Once again, I don’t focus on the actual rankings, but I will say that the top of the list is dominated by elite private colleges with massive endowments. Daniel Luzer of Washington Monthly (with whom I’ve had the pleasure of working over the past six months) has a good take on the top of the Best Value list. He notes that although these well-endowed institutions do provide a lot of financial aid to needy students, they don’t educate too many of these students.

I am glad that the 800-pound gorilla in the college rankings game is thinking about whether a college is a good value to students, but their methodological choices mean that colleges which are really educating students in a cost-effective manner are not being rewarded.

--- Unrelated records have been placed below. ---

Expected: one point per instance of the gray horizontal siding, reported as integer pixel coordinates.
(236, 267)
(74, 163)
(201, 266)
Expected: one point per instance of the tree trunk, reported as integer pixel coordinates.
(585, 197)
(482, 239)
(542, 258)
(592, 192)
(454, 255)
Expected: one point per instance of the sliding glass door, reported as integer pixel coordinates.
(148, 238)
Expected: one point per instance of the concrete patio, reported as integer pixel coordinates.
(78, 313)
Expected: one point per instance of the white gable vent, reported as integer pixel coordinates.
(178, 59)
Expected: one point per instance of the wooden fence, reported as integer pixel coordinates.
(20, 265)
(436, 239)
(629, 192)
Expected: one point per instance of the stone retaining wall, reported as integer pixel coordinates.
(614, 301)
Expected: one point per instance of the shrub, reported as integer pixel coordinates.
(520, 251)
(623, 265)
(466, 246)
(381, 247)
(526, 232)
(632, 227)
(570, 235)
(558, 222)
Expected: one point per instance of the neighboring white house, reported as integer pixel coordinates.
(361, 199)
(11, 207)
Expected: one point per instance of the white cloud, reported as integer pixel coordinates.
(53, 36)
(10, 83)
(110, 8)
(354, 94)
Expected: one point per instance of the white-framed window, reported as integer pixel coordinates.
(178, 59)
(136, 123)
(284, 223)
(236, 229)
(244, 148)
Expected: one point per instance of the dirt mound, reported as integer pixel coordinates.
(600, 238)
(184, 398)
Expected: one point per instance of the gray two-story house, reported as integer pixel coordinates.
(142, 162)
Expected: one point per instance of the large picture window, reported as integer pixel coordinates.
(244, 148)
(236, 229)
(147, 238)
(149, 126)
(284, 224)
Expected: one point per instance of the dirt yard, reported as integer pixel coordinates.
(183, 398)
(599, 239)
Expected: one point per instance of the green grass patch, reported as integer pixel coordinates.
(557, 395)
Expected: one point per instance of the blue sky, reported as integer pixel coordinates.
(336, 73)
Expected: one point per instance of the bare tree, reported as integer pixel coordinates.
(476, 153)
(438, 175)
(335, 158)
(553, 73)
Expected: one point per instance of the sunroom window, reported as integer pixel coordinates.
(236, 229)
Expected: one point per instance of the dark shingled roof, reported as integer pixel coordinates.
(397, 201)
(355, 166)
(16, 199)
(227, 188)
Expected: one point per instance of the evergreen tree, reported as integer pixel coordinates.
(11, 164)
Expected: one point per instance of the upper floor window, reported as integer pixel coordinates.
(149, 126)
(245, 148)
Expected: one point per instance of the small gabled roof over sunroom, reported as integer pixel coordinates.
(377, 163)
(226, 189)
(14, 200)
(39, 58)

Measuring Prestige: Analyzing the U.S. News & World Report College Rankings

The 2013 U.S. News college rankings were released today and are certain to be the topic of discussion for much of the higher education community. Many people grumble about the rankings, but it’s hard to dismiss the rankings due to their profound impact on how colleges and universities operate. It is not uncommon for colleges to set goals to improve their ranking, and data falsification is sadly a real occurrence.  As someone who does research in the fields of college rankings and accountability policy, I am glad to see the rankings come out every fall. However, I urge readers to take these rankings as what they intend to be—a measure of prestige rather than college effectiveness.

The measures used to calculate the rankings are generally the same as last year and focus on six or seven factors, depending on the type of university:

–Academic reputation (from peers and/or high school counselors)

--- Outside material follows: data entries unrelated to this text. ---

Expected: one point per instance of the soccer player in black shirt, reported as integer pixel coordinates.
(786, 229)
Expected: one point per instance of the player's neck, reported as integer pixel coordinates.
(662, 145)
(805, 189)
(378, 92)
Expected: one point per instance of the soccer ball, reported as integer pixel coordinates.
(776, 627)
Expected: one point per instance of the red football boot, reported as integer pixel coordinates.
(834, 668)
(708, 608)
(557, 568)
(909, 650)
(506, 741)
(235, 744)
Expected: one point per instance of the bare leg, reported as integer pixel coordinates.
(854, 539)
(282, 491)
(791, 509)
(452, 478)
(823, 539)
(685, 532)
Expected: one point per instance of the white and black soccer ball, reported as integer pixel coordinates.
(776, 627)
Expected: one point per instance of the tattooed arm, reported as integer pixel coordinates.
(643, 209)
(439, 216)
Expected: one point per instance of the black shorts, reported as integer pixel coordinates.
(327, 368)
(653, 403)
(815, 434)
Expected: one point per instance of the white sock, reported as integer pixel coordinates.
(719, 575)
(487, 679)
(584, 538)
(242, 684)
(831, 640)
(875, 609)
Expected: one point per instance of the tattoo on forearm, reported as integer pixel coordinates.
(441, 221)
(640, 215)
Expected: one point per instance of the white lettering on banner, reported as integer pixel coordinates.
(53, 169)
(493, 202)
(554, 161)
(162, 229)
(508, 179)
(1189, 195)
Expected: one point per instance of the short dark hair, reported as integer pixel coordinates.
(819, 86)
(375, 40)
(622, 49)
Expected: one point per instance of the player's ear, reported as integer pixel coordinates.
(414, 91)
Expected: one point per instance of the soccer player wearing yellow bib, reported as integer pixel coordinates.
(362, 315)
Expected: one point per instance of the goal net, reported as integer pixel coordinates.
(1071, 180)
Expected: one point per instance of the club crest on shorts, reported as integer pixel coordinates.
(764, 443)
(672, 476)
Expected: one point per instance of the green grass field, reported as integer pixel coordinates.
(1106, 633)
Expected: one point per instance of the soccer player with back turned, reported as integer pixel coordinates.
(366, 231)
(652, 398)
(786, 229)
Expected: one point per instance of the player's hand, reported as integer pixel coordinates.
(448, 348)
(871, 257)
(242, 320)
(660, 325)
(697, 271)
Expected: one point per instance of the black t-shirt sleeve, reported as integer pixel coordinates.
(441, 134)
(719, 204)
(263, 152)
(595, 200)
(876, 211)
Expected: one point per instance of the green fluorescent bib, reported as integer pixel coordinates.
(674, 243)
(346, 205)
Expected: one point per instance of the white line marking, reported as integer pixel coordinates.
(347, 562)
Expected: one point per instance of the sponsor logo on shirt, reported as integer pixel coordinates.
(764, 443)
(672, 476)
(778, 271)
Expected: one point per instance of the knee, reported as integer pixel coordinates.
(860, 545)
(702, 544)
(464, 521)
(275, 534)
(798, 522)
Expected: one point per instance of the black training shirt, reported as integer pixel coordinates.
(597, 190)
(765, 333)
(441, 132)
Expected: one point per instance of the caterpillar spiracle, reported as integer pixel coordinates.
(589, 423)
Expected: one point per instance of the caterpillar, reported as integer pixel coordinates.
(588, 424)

–Selectivity (admit rate, high school rank, and ACT/SAT scores)

–Faculty resources (salary, terminal degree status, full-time status, and class size)

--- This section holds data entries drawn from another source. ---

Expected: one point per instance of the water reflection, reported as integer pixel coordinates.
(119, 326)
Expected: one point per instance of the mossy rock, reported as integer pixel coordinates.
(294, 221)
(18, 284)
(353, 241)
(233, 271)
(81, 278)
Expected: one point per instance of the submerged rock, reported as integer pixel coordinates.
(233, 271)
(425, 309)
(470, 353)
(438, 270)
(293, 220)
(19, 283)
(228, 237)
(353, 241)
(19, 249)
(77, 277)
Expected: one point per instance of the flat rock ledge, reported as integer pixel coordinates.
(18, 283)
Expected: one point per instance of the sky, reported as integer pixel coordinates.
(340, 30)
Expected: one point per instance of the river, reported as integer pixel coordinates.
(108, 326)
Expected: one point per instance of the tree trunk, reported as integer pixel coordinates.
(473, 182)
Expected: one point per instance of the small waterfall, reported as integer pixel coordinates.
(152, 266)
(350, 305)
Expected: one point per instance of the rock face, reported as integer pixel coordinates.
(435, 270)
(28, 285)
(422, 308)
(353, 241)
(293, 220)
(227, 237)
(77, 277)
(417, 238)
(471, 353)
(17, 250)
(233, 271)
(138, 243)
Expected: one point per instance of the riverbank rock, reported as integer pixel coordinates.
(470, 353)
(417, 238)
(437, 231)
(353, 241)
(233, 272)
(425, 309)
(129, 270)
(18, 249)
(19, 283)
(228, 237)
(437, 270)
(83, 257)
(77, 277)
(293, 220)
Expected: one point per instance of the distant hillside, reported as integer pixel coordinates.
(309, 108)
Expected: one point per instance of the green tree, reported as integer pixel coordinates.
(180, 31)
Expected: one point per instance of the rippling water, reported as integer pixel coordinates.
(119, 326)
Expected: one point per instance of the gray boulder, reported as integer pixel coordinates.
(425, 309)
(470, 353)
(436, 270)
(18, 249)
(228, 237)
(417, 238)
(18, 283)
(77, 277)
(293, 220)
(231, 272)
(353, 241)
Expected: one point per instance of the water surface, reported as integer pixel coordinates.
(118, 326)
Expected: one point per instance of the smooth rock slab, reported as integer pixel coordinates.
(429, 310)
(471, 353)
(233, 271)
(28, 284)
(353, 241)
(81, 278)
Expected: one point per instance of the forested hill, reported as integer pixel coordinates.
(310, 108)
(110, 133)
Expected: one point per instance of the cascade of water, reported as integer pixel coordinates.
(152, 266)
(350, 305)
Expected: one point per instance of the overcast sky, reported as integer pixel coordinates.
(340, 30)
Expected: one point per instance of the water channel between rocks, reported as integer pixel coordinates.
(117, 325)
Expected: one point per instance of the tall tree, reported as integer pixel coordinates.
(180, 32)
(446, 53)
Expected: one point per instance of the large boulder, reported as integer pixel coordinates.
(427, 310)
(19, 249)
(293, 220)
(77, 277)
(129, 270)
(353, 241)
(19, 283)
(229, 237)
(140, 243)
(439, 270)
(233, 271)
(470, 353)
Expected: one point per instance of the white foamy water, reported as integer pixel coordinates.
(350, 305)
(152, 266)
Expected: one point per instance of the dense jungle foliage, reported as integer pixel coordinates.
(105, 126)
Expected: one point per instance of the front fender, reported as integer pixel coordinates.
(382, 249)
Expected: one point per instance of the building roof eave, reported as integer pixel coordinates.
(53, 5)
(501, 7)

–Graduation and retention rates

–Financial resources per student

–Alumni giving rates

–Graduation rate performance (only for research universities and liberal arts colleges)

Most of these measures can directly be controlled by increasing tuition and/or enrolling only the most academically prepared students. The only measure that is truly independent of prestige is the graduation rate performance measure, in which the actual graduation rate is regressed on student characteristics and spending to generate a predicted graduation rate. While U.S. News doesn’t release its methodology for calculating its predicted graduation rate measure, the results are likely similar to what I did in the Washington Monthly rankings.

I am pleased to see that U.S. News is using an average of multiple years of data for some of its measures. I do this in my own work on estimating college effectiveness, although this was not a part of Washington Monthly’s methodology this year (it may be in the future, however). The use of multiple years of data does reduce the effects of random variation (and helps to smooth the rankings), but I am concerned that U.S. News uses only the submitted years of data if not all years are submitted. This gives colleges an incentive to not report a year of bad data on measures such as alumni giving rates.

Overall, these rankings are virtually unchanged from last year, but watch colleges crow about moving up two or three spots when their score hardly changed. These rankings are big business in the prestige market; hopefully, students who care more about educational effectiveness consider other measures of college quality in addition to these rankings.

I’ll put up a follow-up post in the next few days discussing the so-called “Best Value” college list from U.S. News. As a preview, I don’t hold it in high regard.

Disclaimer: I am the consulting methodologist for the 2012 Washington Monthly college rankings. This post reflects only my thoughts and was not subject to review by any other individual or organization.